4681 km
Die Sonne heizt mich schon am Morgen auf. Fahre die Mur stromab. Bin leider kein Fischlein, dann würde es nur bergab gehen und für Kühlung wäre gesorgt. Der Radweg nutzt die Hanglagen auf beiden Seiten des Flusses. Mittags mache ich auf einer Bank ein kleines Schläfchen. Hinterher bin ich ausgeruht, die Temperatur ist aber weiter gestiegen. In Judenburg esse ich ein Steierer Becher Eis – Vanilleeis mit (Kürbis-)Kernöl. Die Steiermark ist das Kürbisanbaugebiet Österreichs. Bin an diversen Kürbisfeldern vorbeigefahren.
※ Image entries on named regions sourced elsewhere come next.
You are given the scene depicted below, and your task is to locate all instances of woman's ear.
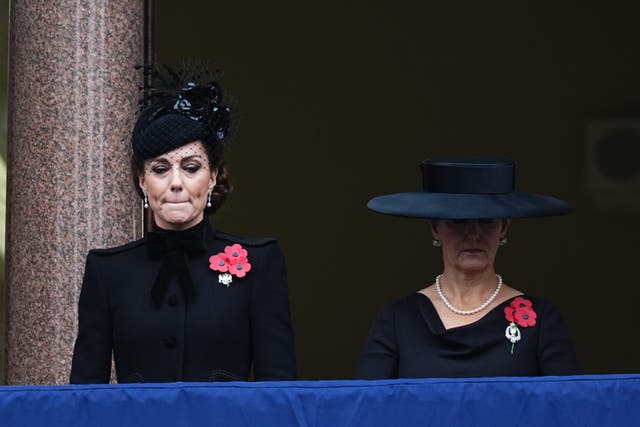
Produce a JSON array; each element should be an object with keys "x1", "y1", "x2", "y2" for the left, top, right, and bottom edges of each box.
[
  {"x1": 429, "y1": 219, "x2": 440, "y2": 240},
  {"x1": 209, "y1": 168, "x2": 218, "y2": 190},
  {"x1": 500, "y1": 219, "x2": 511, "y2": 239}
]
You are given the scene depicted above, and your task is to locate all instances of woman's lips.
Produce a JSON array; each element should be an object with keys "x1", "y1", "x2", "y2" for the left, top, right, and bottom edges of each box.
[{"x1": 464, "y1": 248, "x2": 482, "y2": 254}]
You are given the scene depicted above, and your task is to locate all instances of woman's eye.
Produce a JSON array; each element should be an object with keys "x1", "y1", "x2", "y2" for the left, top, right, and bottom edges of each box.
[
  {"x1": 151, "y1": 166, "x2": 169, "y2": 175},
  {"x1": 184, "y1": 164, "x2": 200, "y2": 173}
]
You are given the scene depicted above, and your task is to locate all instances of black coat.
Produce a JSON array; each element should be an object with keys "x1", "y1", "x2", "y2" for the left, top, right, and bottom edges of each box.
[
  {"x1": 358, "y1": 292, "x2": 580, "y2": 379},
  {"x1": 71, "y1": 221, "x2": 296, "y2": 383}
]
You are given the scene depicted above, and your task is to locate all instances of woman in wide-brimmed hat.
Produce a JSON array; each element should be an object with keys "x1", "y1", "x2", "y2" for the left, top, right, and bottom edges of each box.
[{"x1": 358, "y1": 158, "x2": 578, "y2": 379}]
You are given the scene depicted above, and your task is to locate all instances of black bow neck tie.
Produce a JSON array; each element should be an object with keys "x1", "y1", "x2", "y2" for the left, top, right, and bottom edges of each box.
[{"x1": 147, "y1": 220, "x2": 208, "y2": 307}]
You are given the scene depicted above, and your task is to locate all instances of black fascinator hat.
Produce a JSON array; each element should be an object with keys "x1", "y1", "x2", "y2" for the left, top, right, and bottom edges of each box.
[
  {"x1": 367, "y1": 158, "x2": 571, "y2": 219},
  {"x1": 132, "y1": 62, "x2": 231, "y2": 161}
]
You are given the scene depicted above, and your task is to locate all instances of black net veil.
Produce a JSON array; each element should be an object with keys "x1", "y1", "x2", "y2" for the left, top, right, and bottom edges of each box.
[{"x1": 131, "y1": 61, "x2": 231, "y2": 216}]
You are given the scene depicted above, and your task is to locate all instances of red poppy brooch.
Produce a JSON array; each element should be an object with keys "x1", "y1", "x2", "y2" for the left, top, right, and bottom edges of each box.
[
  {"x1": 209, "y1": 243, "x2": 251, "y2": 288},
  {"x1": 504, "y1": 297, "x2": 538, "y2": 354}
]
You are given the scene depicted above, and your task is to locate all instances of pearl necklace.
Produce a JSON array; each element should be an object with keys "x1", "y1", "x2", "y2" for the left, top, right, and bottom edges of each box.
[{"x1": 436, "y1": 274, "x2": 502, "y2": 316}]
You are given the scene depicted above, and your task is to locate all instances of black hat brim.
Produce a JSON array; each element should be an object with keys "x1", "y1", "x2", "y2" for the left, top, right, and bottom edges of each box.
[{"x1": 367, "y1": 192, "x2": 572, "y2": 219}]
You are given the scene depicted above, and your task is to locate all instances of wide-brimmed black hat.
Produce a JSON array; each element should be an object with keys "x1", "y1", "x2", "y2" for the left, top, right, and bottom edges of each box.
[{"x1": 367, "y1": 158, "x2": 571, "y2": 219}]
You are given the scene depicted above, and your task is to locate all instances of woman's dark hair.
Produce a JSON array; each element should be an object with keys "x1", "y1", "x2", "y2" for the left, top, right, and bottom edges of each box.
[{"x1": 131, "y1": 62, "x2": 231, "y2": 212}]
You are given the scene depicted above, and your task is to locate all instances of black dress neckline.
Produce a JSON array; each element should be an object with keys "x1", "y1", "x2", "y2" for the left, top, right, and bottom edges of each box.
[{"x1": 414, "y1": 292, "x2": 530, "y2": 335}]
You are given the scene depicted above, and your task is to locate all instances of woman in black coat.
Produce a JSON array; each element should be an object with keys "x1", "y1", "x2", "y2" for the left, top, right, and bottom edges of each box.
[
  {"x1": 71, "y1": 64, "x2": 296, "y2": 383},
  {"x1": 358, "y1": 159, "x2": 578, "y2": 379}
]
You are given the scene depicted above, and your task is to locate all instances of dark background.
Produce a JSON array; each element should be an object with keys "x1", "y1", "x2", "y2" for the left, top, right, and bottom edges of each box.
[{"x1": 154, "y1": 0, "x2": 640, "y2": 379}]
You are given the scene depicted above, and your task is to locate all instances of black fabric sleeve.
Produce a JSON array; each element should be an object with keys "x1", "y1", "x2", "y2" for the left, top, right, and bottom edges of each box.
[
  {"x1": 356, "y1": 303, "x2": 398, "y2": 380},
  {"x1": 538, "y1": 304, "x2": 580, "y2": 375},
  {"x1": 70, "y1": 253, "x2": 112, "y2": 384},
  {"x1": 249, "y1": 243, "x2": 296, "y2": 381}
]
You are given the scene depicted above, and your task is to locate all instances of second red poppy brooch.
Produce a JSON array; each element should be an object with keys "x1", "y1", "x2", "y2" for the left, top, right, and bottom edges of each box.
[
  {"x1": 209, "y1": 243, "x2": 251, "y2": 288},
  {"x1": 504, "y1": 297, "x2": 538, "y2": 354}
]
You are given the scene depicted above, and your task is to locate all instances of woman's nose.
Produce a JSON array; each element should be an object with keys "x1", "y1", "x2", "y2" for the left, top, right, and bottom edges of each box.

In der Eisdiele tausche ich das mittlerweile heiße Wasser der Trinkflasche gegen kaltes und fahre die letzten Kilometer zum 50plus-Campingplatz. Der Zusatz treibt den Übernachtungspreis in die Höhe. Mehr Komfort ist nicht angesagt. Habe gerade mein Zelt aufgebaut, da setzt ein Sturm mit Regen ein. Die düsteren Wolken kündigten ihn bereits an. In einem Unterstand verbringe ich das kleine Unwetter. Danach ist es etwas kühler.
Esse ein erstaunlich gutes Abendgericht in einem nahen Landgasthof. Bin müde durch die Hitzefahrt. Verziehe mich früh ins Zelt.
Am nächsten Morgen ist der Himmel bewölkt – wie schön. Es ist angenehm warm, aber nicht heiß. Das Fahren bringt Spaß und strengt nicht an. Anfangs ist das Murtal breit. Getreide und Maisfelder säumen den Weg. Viele Scheunen mit ihren spitz zulaufenden und mit Ziegeln verkleideten Fenstern lassen diese wie Kirchenschiffe aussehen.
Das Tal ist relativ dicht besiedelt von kleinen und größeren Orten. Im gebirgigen Österreich sind die Täler die Transportwege. Je enger das Tal, desto mehr drängeln sich Eisenbahn, Autobahn, Straße und die Fahrradwege. Kurz vor Bruck wird auch das Murtal eng. Schön zwischen den Verkehrswegen liegt mein Campingplatz. Dank Oropax habe ich gut geschlafen.
Am nächsten Morgen bemerke ich an meinem Fahrradschloss einen nächtlichen Angriff – zum Glück laienhaft. Hatte es am Abend – etwas abseits vom Zelt – mit zwei Schlössern am Fahrradständer und einem weiteren Metallgitter befestigt. Das leichtere biegsamere Schloss war an-, aber nicht durchgeschnitten. Das stabilere ist heil geblieben. Nehme es als Hinweis große Sorgfalt bezüglich Sicherheit walten zu lassen. Bin bisher eher lax damit umgegangen.
Entgegen der Vorhersage ist der Himmel am Morgen wieder bewölkt. Freue mich darüber, denn die Hitze lässt mich nicht nur schwitzen, sie raubt auch meine Energie.
Der Sturm vom Vortag hat deutliche Schäden hinterlassen. Viele Bäume sind umgeknickt. Das beschädigte Wahlplakat der SPÖ „Stürmischen Zeiten“ zeigt die leeren Worte der Politiker.
Das Tal bleibt eng und bewaldet. Die Fahrt geht auf schönen kleinen Wegen nicht allzu sehr in die Höhe. Die Autobahn verschwindet in den Berg. Die Mur und auch die anderen Flüsse sind schnellfließend mit – trotz der Trockenheit – viel Wasser. Da verschwinden in den Höhen wohl die Gletscher. An schmalen Abschnitten wird die Mur zu einem langgezogenen See mit Staudamm für die Stromerzeugung.
Manchmal kommen mir Radreisegruppen entgegen. Sie werden mit Bus und Anhänger zu schönen Abschnitten gefahren und dann losgelassen. Die Kirchen sehen von außen schlicht aus. Drinnen sind sie fast erdrückend überladen. Viel Arbeit für den, der staubwischen muss.
Nach etwa 60 km komme ich am Nachmittag in Graz – der Hauptstadt der Steiermark an.